Here p is a pointer and an integer is assigned to a pointer and when printed though it is a pointer it is printing the value at the address.

p is a pointer to a char, and an attempt is made to assign it to the char 9 (tab char incidentally). This would make p a pointer to the address 9 in memory which would be a bad thing if you were to attempt to use the pointer.

The about program should give you an error telling you that it can not convert char to char *.

Here again we see that pointer and arrays are closely linked. An array variable is a pointer to the beginning of the the array. The operator [ ] works like an alias for the dereferencing operator *. So Array[i] is the same thing as *(Array + i).

So the line p = (buf + 1)[5] translates to p = *((buf + 1) + 5). Which is the same as p = *(buf+6) which is the same as p = buf[6] (which is why you should get the error because buf[6] is of type char, and p is of type char *.)

This might help:

Instead of showing error, it is printing the value of the corresponding element in the array.A further insight into the problem would be helpful to me.

Ummm... What compiler are you using? And you could you post the output?

That program should not compile correctly (unless I am all wrong). -- AND I am wrong, the program compiles just fine when I select C rather than C++.
instead it gives me a warning:
warning C4047: '=' : 'char *' differs in levels of indirection from 'char '

The program should print out '9'.

Now keep in mind that '9' is an address, not a value.
For example the program produces the output:
p = 9, buf[6] = 9, &buf[6] = 1245046
I cannot print out *p since the program does not have rights to access this area of memory, but if I could the chances are it would not be 9.

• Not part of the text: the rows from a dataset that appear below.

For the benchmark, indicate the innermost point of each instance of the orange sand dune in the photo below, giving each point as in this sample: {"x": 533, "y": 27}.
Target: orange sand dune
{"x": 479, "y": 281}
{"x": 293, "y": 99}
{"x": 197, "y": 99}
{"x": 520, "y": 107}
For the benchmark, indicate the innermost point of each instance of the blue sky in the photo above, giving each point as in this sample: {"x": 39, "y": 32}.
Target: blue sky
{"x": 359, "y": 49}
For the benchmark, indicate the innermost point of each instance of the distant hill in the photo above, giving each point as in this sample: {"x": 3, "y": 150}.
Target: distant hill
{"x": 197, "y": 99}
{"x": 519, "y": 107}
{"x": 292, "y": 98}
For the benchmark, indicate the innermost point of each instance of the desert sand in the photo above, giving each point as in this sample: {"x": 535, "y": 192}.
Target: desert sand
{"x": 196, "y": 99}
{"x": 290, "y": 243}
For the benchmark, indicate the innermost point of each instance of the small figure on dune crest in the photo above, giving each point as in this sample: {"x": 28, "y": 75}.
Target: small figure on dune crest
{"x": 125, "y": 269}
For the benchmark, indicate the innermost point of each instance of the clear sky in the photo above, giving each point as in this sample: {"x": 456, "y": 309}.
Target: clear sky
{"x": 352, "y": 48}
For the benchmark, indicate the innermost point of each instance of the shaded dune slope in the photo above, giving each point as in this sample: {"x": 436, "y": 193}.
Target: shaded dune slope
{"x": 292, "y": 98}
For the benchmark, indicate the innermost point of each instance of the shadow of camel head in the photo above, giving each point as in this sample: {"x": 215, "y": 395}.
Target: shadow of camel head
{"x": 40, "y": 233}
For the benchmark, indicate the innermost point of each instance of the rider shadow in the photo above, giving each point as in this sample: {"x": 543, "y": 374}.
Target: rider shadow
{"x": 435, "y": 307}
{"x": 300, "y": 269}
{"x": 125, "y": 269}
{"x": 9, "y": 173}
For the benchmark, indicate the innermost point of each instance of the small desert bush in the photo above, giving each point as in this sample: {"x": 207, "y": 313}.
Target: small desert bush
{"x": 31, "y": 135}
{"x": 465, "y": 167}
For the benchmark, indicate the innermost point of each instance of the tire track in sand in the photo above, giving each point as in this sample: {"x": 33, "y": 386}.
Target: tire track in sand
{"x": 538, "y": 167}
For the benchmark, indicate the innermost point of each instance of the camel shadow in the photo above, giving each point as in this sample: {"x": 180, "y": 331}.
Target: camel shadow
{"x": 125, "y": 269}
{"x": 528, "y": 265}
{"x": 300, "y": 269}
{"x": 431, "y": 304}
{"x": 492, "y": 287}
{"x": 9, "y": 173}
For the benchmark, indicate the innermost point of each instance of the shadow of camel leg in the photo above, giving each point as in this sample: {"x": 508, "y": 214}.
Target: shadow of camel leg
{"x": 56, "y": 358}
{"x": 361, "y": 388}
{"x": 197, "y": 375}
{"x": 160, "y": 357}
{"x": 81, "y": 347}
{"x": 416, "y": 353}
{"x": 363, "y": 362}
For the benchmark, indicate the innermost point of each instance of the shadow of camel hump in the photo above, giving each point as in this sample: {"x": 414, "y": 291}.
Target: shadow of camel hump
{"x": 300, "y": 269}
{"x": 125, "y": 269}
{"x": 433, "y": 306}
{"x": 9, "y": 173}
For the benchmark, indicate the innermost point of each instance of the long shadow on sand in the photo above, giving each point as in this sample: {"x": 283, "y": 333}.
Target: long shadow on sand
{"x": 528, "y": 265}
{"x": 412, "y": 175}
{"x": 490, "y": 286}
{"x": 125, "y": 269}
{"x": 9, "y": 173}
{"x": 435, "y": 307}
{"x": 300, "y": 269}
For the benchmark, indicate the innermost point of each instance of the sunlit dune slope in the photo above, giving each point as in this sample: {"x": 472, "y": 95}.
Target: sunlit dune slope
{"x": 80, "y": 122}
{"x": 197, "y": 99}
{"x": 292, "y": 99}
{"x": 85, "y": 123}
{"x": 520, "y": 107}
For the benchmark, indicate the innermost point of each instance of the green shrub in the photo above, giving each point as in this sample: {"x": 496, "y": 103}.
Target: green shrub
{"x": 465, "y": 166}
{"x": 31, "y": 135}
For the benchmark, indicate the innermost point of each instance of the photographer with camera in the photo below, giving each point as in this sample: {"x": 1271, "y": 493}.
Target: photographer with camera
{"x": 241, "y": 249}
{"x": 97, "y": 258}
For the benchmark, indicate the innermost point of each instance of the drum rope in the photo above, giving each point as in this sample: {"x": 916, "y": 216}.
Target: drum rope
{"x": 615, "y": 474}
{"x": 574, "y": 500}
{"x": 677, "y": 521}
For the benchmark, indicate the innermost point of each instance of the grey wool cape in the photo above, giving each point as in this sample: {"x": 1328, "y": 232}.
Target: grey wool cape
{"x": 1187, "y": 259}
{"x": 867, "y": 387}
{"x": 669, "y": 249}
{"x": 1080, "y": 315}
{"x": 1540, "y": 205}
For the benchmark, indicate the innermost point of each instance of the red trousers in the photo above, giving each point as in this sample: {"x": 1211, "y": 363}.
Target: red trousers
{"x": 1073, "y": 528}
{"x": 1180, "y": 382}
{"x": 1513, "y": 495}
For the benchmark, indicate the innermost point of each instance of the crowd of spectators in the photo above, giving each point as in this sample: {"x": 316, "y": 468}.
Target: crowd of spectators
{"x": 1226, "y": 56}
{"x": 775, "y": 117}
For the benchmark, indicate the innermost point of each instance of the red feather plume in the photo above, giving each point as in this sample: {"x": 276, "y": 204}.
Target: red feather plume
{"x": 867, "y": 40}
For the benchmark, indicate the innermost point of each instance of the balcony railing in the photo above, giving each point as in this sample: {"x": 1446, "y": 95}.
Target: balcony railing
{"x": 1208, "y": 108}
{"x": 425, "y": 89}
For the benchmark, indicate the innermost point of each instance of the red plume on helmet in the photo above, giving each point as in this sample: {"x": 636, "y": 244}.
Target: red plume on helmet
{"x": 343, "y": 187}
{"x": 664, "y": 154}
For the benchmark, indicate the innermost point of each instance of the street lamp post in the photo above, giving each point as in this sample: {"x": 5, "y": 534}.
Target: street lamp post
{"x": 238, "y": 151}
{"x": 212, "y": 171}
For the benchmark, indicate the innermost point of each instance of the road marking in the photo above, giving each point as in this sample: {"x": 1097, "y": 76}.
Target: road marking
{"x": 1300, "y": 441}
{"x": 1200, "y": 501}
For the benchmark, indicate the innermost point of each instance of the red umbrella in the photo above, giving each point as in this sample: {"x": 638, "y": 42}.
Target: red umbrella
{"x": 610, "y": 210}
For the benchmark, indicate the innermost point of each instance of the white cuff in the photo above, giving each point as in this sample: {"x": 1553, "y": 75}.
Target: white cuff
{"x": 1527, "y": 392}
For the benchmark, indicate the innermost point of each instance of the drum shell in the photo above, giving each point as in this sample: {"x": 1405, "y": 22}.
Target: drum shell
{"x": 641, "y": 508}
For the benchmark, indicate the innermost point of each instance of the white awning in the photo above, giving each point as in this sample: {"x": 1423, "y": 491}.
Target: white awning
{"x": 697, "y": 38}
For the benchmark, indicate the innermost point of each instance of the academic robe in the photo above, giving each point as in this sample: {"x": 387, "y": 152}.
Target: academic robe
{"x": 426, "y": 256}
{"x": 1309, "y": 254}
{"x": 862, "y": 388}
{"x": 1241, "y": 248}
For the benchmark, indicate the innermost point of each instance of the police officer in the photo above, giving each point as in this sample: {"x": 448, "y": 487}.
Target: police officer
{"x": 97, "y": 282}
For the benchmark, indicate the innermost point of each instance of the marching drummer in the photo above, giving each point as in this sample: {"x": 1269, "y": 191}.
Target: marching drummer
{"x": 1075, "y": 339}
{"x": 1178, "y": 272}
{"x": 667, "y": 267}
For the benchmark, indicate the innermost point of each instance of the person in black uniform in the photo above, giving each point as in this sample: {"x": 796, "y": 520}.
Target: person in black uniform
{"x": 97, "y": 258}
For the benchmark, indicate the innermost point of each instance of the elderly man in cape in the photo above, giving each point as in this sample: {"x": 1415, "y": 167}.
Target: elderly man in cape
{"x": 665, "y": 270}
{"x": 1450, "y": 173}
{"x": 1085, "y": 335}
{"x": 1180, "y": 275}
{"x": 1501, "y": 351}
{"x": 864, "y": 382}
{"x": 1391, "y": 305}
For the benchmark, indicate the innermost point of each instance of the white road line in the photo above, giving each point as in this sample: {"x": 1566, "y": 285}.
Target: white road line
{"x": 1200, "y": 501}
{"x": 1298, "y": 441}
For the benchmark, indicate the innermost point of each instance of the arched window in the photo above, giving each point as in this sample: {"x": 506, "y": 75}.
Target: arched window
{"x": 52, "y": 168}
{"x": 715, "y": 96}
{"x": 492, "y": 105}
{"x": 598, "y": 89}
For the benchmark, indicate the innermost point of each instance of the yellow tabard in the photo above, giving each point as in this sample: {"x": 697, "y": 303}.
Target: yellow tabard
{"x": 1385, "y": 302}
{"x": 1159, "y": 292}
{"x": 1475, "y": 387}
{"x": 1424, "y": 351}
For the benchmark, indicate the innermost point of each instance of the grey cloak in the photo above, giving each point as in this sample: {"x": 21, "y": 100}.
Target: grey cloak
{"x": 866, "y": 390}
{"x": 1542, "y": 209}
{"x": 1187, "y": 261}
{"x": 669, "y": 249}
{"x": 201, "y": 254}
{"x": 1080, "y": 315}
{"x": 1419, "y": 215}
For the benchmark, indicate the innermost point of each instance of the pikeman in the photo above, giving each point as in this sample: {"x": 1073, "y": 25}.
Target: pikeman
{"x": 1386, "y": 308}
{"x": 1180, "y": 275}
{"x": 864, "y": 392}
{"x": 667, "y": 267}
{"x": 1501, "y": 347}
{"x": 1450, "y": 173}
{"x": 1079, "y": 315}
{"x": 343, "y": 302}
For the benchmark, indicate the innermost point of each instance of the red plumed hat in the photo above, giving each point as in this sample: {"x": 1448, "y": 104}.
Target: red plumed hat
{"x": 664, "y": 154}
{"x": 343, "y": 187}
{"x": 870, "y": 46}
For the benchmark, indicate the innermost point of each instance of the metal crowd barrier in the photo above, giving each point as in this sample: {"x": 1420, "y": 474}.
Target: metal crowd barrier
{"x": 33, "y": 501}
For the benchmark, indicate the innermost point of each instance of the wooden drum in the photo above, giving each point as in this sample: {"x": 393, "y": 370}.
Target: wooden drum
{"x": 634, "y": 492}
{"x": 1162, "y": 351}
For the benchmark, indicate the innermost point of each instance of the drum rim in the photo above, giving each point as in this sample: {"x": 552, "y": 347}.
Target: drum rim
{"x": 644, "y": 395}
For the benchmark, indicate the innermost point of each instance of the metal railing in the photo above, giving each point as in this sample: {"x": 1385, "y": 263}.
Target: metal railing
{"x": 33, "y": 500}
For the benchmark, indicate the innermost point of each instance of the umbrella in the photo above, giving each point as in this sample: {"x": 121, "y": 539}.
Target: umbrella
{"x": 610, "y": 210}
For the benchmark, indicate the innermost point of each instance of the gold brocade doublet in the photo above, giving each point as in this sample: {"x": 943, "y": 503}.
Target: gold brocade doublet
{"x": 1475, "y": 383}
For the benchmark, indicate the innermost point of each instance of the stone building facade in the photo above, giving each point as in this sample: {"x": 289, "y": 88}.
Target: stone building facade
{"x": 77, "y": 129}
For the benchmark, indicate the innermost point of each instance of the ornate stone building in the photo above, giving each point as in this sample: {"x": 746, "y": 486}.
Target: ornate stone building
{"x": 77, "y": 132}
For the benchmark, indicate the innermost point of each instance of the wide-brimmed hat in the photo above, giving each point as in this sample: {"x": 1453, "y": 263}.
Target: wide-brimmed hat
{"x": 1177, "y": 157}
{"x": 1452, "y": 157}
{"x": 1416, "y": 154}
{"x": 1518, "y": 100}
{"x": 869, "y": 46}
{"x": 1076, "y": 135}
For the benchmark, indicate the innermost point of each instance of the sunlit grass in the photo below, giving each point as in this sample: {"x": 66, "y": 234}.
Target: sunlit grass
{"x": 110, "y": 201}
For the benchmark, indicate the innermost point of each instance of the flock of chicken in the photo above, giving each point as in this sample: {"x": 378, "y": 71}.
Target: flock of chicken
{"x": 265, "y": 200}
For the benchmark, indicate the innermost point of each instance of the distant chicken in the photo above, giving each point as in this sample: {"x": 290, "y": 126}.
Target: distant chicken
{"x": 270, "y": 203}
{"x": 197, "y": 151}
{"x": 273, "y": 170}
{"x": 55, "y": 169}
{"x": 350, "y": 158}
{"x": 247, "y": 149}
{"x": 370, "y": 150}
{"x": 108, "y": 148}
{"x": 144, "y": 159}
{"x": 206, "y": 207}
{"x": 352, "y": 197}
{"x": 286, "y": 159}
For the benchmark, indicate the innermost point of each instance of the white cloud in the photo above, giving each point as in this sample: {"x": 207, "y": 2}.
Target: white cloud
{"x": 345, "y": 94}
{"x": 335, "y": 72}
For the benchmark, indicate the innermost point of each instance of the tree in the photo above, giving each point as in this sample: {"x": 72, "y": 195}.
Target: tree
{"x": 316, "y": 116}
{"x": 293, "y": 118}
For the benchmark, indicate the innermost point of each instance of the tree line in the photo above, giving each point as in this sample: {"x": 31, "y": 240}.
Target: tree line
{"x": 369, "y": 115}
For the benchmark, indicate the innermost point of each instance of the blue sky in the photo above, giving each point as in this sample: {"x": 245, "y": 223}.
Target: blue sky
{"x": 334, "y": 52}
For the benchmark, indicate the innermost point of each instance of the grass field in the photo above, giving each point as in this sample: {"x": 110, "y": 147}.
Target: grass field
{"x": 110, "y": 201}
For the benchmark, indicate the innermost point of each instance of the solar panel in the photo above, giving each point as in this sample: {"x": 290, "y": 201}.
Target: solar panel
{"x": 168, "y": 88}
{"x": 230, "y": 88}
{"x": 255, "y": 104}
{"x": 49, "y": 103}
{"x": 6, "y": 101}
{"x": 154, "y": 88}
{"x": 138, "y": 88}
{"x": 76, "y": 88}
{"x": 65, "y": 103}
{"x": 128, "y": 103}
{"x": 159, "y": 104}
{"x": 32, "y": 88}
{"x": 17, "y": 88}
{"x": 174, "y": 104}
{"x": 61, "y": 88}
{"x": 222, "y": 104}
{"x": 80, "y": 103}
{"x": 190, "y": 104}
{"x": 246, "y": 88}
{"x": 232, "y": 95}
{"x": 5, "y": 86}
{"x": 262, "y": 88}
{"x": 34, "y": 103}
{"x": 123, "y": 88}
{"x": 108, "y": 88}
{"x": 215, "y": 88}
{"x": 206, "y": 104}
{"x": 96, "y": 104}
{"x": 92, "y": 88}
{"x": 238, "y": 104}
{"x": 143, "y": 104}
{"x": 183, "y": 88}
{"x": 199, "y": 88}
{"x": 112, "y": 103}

again (buf+1)[5] is the same thing as *((buf+1)+5) = *(buf+6) = buf[6] and buf[6] is a char, not a char *. If your compiler made p == &buf[6] then you should get another compiler because yours is broken (well non-standard really).

i am using gcc compiler and the output is 9

I still dont understand u saying that it prints 9 and it is an address...how do that 9 comes into picture

buf[6] = 9. It is an char whose numeric value is 9 (so it is the tab character).

buf is a pointer to the character buf[0]. (buf+1) is a pointer to the character buf[1].

The operator [] is equivalent to a dereference of an offset. So buf[x] equivalent to *(buf+x).

if you don't believe me on this: try using the notation x[buf], for example 6[buf] == 9 because *(6+buf) = *(buf+6) = buf[6] = 9.

So the notation (buf+1)[x] becomes *((buf+1)+x), which is equivalent to *(buf+(x+1)), which is equivalent to buf[x+1]. So (buf+1)[5] is the same thing as writing buf[1+5] which is the same thing as buf[6].

So p = (buf+1)[5]; is the same thing as writing p = buf[6]; Since buf[6]==9, this means that p==9.

Now the important thing to remember is that buf[6] is a value. p is a pointer. So if p=9 then p is a pointer that points to the address 9, and the VALUE *p is equal to whatever is stored at that address.

So when p prints out as the number 9, you have to remember that p is not an integer, it is a pointer. a pointer points to something. It is the address of something. If p=1 then p points to the first byte in the computers memory (well technically the first byte in the current memory scheme -- and assuming that a char is 1 byte). If p=10 then p points to the 10'th byte. If p = 1024 than p points to the second kilobyte. Etc.

Lets say we left p=(buf+1)[5]; then we asked the computer to print out p[buf-9+i] where i went from 0 to 7.

well p[buf-9+i] = *(p+buf-9+i) = *(9+buf-9+i) = *(buf+ (9-9) +i) = *(buf+i)=buf[i]



so we would expect (and indeed we will see) the output of the program to be:
1, 2, 3, 4, 5, 6, 9, 8 which is indeed the original array.